Hola,las tiendas chinas que venden esos componentes no suelen dar demasiada información. El disco se usa en nebulizadores,creo. El otro se usa para limpieza.


----------



## Yairman (Ene 22, 2017)

El de la primera foto es el CH-S42-50x2.6 efectivamente de 35W a 40KHz, el de la segunda foto hay de diferentes potencias y frecuencia.

Los fabicantes chinos en ese transductor no se complicaron, simplemente su código es la potencia de Ref + la frecuencia,  pero ahí si depende el fabricante sea Chino o de otro país, es por ello que para distinguir el fabricante se agrega una serie de letras algunos con numero al código de potencia y frecuencia.

Por ejemplo los Hainertec son los HNC-4AH-3540 es de 35W a 40KHz.

Por aquí encuentras una tabla de este fabricante https://spanish.alibaba.com/product...nic-sensor-40khz-hnc-4ah-3540-1410672822.html

Los fabricantes netamente Chinos usan una denominación igual solo difiere el código del fabricante, por ejemplo el JYD-3050 de 35W aprox a 50KHz por aquí puedes ver la tabla de estos mismos.

http://www.jydfsq.com/ultrasonic-cleaning-transducer/超声波清洗换能器-2/17190-2/

Ya con esos datos creo que por tu propia cuenta podrás saber esactamente las diferencias, que a simple vista son muy notorias.


----------



## curro92 (Ene 23, 2017)

Muchas gracias, *Yaitronica*!

La vedad es que me encuentro bastante perdido en este mundillo, me fijaré en las denominaciones.

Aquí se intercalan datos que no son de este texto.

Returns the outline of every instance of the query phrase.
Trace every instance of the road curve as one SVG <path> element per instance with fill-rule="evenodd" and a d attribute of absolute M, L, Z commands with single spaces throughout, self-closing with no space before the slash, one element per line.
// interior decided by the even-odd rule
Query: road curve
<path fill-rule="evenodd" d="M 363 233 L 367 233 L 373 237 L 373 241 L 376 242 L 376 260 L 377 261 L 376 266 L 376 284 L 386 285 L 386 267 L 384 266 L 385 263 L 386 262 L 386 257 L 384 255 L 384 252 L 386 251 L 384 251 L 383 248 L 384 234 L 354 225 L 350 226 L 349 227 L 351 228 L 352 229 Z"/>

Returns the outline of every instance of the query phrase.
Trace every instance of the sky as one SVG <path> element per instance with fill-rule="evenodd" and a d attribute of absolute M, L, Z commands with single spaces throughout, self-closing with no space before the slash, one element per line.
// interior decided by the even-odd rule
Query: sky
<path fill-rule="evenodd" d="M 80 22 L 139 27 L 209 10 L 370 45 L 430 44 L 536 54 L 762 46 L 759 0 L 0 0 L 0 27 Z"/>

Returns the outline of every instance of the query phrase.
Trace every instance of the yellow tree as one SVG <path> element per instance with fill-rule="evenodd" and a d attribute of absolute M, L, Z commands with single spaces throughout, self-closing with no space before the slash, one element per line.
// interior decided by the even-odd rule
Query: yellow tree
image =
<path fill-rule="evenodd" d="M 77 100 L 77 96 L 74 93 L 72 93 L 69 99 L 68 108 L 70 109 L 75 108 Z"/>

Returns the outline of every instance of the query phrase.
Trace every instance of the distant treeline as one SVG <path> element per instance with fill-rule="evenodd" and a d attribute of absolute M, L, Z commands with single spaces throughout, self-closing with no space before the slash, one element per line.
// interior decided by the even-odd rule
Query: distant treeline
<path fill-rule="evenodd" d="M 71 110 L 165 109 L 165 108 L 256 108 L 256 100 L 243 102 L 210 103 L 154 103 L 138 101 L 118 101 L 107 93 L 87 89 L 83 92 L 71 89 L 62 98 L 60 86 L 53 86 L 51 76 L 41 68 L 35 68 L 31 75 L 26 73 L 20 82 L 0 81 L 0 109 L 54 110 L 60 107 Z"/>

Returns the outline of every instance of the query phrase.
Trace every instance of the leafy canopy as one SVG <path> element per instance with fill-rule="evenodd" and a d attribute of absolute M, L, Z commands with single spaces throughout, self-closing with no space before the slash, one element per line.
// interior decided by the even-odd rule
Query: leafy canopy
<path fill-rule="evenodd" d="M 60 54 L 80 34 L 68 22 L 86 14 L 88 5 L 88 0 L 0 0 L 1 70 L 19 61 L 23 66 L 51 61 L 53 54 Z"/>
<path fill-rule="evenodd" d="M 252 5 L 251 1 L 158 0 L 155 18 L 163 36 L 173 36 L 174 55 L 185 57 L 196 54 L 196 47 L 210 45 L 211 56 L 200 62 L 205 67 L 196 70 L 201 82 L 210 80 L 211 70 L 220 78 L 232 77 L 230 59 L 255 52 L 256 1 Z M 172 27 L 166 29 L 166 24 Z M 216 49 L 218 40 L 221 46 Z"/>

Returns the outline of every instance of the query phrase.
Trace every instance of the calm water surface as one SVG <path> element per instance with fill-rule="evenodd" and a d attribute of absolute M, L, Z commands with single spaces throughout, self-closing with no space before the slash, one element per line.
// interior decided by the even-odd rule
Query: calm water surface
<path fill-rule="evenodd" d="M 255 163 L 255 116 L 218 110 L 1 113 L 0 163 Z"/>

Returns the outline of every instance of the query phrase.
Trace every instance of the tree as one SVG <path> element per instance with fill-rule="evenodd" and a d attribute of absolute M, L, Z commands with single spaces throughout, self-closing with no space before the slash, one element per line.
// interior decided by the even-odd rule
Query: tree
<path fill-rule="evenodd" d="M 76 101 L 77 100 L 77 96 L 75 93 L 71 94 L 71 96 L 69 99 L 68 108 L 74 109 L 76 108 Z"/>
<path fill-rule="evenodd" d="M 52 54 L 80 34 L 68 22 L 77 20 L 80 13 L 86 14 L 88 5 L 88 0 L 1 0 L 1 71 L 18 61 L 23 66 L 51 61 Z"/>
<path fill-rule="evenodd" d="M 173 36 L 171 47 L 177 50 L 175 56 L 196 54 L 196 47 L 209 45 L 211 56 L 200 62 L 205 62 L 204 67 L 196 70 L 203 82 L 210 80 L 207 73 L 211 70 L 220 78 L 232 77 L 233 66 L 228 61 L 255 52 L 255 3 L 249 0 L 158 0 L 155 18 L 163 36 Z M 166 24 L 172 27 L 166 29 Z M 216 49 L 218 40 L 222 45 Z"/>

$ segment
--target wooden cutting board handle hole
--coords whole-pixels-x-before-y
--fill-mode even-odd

De todas formas mi cuestión fundamental sigue sin resolver: lo que necesito es un transductor para que funcione en el aire, no en un líquido, Y esos dos tipos son para funcionar sumergidos, creo. Necesito un transductor de unos pocos vatios. Tal vez mer serviría el emisor d los transductores que se usan para medir distancias.
Son muy baratos (el par vale 1 euro), pero no sé qué potencia tienen.


----------



## sergiot (Ene 23, 2017)

Los transductores en cuestion son usados en lavadores por ultrasonido, no trabajan sumergidos en ningún liquido.


----------



## Yairman (Ene 23, 2017)

curro92 dijo:


> Muchas gracias, *Yaitronica*!
> 
> La vedad es que me encuentro bastante perdido en este mundillo, me fijaré en las denominaciones.
> 
> ...



Para que proyecto realmente  los vas a emplear

Como te dicen son para uso externo en si se colocan en la parte de abajo centrados de la tina ultrasónica o recipiente.


----------



## curro92 (Ene 23, 2017)

Muchísimas gracias a todos.




¿Qué potencia tienen esos pequeños transductores que se usan para medir distancias en los módulos SR04?


----------